Feature requests + Bug reporting

Download File Formats:

  1. JSON download produces invalid JSON. The array output should contain an open bracket at the start, commas between records and a close bracket at the end.
  2. Can we add a TAB delimited text option for downloads? Saving to CSV is problematic if your data contains commas.
  3. Can we add a Parquet option for downloads as well?

SQL Bugs

  1. A dataset which contains a calculated column defaults to a CHAR datatype instead of VARCHAR.
    A. Create a test.txt text file with two lines. ‘a’ for header and ‘XYZ’ as the row
    B. Create a data set with the following SQL statement and call it test_union_all
    SELECT ‘123456789’ as new_column, a FROM "test.txt"
    union all
    SELECT ‘987’ as new_column, a FROM "test.txt"
    C. The following statements works:
    SELECT * FROM “@test_user”.test_union_all where new_column = '123456789’
    SELECT * FROM “@test_user”.test_union_all where new_column like '987%'
    D. The following statement fails:
    SELECT * FROM “@test_user”.test_union_all where new_column = '987’
    E. Reworking the original SQL statement and introducing cast( as varchar) fixes the dataset.
    SELECT cast(‘123456789’ as varchar) as new_column, a FROM “Drill Examples”."test.txt"
    union all
    SELECT cast(‘987’ as varchar) as new_column, a FROM “Drill Examples”.“test.txt”

  2. The char vs varchar column definitions also impacts Microsoft SQL Server tables and joins between char/varchar columns of varying length.
    A value of ‘12345’ saved in a my_column_name char(6) SQL Server column can only be queried or joined passing in my_column_name = '12345 ’ with an space padded at the end.

Windows Installer

  1. Add the option to install in a directory other than c:\programs files\Dremio… Not everyone has administrative rights on their PC in our team.

Hi David!

Thanks for sharing these.

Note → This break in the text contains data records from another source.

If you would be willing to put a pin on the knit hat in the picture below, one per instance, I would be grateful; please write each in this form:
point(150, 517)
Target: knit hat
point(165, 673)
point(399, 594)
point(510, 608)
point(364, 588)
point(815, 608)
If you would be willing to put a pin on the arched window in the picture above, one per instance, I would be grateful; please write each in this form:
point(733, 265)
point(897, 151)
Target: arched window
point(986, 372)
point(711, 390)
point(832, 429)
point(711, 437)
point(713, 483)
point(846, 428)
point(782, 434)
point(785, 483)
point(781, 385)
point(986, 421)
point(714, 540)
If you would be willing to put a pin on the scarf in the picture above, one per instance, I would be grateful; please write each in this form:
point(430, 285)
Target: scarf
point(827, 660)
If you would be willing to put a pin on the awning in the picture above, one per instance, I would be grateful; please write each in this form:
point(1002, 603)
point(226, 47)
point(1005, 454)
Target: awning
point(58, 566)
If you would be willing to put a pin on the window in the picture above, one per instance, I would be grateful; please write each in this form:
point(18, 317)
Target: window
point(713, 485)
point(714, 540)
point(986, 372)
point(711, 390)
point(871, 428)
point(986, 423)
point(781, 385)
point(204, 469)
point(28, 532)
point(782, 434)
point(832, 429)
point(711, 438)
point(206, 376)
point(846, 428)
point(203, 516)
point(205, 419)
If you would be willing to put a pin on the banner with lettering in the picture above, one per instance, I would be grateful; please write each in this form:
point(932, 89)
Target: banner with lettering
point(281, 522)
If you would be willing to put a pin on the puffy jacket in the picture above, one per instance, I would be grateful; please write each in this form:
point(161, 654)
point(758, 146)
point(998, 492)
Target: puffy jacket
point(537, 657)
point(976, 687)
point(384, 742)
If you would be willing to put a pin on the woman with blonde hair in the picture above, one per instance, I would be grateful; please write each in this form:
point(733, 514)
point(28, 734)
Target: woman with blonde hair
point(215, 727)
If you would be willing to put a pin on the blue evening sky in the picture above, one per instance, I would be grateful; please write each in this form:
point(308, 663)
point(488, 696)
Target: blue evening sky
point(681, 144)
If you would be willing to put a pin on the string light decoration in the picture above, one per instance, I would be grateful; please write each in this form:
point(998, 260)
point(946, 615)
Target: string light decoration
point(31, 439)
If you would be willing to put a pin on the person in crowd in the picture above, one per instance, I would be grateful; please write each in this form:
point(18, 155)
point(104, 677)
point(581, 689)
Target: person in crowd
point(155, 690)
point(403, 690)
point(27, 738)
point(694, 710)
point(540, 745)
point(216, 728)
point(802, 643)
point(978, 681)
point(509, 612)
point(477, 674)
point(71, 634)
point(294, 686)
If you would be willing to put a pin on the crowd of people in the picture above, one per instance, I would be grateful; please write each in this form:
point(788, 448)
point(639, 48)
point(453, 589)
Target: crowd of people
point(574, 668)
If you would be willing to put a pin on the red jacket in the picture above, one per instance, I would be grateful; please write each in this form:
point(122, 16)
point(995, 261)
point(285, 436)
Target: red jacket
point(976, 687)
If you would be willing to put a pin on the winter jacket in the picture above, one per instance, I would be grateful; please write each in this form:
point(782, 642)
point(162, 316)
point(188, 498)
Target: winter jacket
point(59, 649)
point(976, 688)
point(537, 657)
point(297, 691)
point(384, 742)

We will investigate and report back.

Regarding saving as tab delimited, are we not escaping commas correctly? Would you happen to have an example? Same question for JSON - your comments sound like we aren’t handling some very basic cases, and we certainly should.

Finally, could you say more about your use case for downloading Parquet? First, our hope is that you don’t need to export data and that you can simply query things via Dremio. Second, if you did need Parquet, then downloading might not be the right option, and storing to a server-side filesystem might be a better bet.

Thanks again!

Comma works, but if your data has a commas in it already like “San Francisco, CA 94105” then a comma delimited file isn’t useful.

Json is not handled correctly
Three records with values of 1, 2, 3 are being saved as
1
2
3
when it should be
[
1,
2,
3
]

Parquet download would be used to compress JSON files and eliminate them permanently with parquet replacements.

For JSON, the format we choose is not to have one single object per file, but one JSON object per record, one record per line. One of the advantages of this format is that it is easy to split a JSON file to do parallel processing. This approach is not specific to Dremio but used by multiple data analytics frameworks.

For CSV file, I believe Dremio will put the field under double quotes (as the standard mandates) if the field contains a comma. Isn’t it not the case, or do you prefer a TSV file format as you are not using a CSV parsing library to process the content?

I can confirm that CSV is not using a string quoted identifier… Adding TSV shouldn’t be that difficult.

SELECT domicile_country_cd,fund_nm FROM “@bfm_user”.web_extract_funds where fund_nm like ‘%,%’

domicile_country_cd,fund_nm
US,BlackRock Corporate High Yield Fund, Inc.
US,BlackRock Floating Rate Income Strategies Fund, Inc.
US,BlackRock Debt Strategies Fund, Inc.
US,BlackRock Income Trust, Inc.
US,BlackRock MuniVest Fund, Inc.
US,BlackRock MuniYield California Fund, Inc.
US,BlackRock MuniHoldings Fund, Inc.
US,BlackRock Muni Intermediate Duration Fund, Inc.
US,BlackRock MuniYield Arizona Fund, Inc.

For JSON I’m trying to take the JSON file and read it into PYTHON using:

with open(‘data.json’) as data_file:
data = json.load(data_file)

Our JSON records aren’t simple records, but contain multiple levels of nested keys and arrays.

For CSV file, the quoting issue will be fixed in the next version. And I will open a enhancement request as for TSV support.

For JSON, even if the data is complex, it shouldn’t matter, and should you still be able to read each record by iterating over the lines in the file and decoding them individually (there are also some Python library like jsonlines which does this for you).